RETOMADA DA MINERAÇÃO DE URÂNIO
Paralelamente, o governo argentino voltou a defender a retomada da mineração de urânio no país. Em publicação realizada uma semana antes da divulgação das novas diretrizes, Federico Ramos Napoli classificou a reativação da atividade como uma prioridade da atual administração.
A Argentina deixou de produzir urânio em 1997, quando foram encerradas as operações do Complexo Mineiro Industrial San Rafael, na região de Sierra Pintada, província de Mendoza. Desde então, todo o combustível utilizado nas usinas nucleares argentinas tem sido importado.
Segundo Napoli, o cenário internacional mudou significativamente desde os anos 1990, impulsionado pela expansão da energia nuclear em diversos países.
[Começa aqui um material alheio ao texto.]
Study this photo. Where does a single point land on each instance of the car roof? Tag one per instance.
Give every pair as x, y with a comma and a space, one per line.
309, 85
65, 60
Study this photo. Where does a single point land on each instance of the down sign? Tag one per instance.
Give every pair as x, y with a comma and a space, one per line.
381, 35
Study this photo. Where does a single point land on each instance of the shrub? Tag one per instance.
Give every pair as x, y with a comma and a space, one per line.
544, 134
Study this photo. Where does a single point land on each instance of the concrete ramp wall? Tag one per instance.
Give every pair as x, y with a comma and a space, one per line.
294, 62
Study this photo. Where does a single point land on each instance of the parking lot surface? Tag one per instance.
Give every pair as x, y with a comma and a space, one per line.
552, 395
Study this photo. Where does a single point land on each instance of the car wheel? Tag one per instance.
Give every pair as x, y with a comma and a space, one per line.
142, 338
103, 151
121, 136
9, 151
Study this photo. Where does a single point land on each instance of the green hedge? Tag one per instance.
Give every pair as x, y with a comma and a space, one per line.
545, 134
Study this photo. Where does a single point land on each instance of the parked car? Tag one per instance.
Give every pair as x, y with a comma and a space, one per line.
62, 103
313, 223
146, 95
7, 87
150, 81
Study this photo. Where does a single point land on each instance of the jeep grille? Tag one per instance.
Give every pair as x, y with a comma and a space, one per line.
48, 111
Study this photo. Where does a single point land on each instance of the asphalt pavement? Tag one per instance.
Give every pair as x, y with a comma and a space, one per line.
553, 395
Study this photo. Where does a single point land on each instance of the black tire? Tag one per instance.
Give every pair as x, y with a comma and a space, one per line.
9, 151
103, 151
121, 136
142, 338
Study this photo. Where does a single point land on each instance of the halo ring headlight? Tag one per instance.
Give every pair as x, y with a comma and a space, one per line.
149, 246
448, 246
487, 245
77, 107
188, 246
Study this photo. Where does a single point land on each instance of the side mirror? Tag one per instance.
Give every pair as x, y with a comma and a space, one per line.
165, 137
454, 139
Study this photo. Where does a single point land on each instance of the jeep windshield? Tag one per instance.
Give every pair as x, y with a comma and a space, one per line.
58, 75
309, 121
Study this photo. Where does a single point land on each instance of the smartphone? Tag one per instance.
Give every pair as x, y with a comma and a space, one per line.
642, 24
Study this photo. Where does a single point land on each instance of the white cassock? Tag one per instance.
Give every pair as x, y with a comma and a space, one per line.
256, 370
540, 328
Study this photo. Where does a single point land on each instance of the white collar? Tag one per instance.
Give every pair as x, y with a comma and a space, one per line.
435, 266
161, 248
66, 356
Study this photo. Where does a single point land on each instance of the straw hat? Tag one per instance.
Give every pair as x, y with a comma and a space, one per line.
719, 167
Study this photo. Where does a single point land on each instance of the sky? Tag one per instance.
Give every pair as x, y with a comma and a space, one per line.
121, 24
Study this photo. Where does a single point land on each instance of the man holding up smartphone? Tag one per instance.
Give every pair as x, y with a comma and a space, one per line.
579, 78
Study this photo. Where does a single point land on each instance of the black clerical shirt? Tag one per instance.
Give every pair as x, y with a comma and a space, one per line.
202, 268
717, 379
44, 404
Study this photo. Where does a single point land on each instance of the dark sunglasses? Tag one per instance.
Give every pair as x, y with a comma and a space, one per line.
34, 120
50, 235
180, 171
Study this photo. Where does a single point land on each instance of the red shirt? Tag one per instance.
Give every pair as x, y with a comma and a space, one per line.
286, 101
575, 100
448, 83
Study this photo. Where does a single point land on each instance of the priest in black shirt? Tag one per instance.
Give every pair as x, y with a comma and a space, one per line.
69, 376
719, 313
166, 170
Para ele, a Argentina possui condições de voltar a ser autossuficiente na produção de urânio e até se tornar exportadora.
O secretário destacou que os trabalhos de remediação ambiental em Sierra Pintada avançam desde o início do ano. O local abriga a maior reserva conhecida de urânio do país e, segundo o governo, apenas cerca de 20% de seus recursos foram explorados durante todo o período de operação.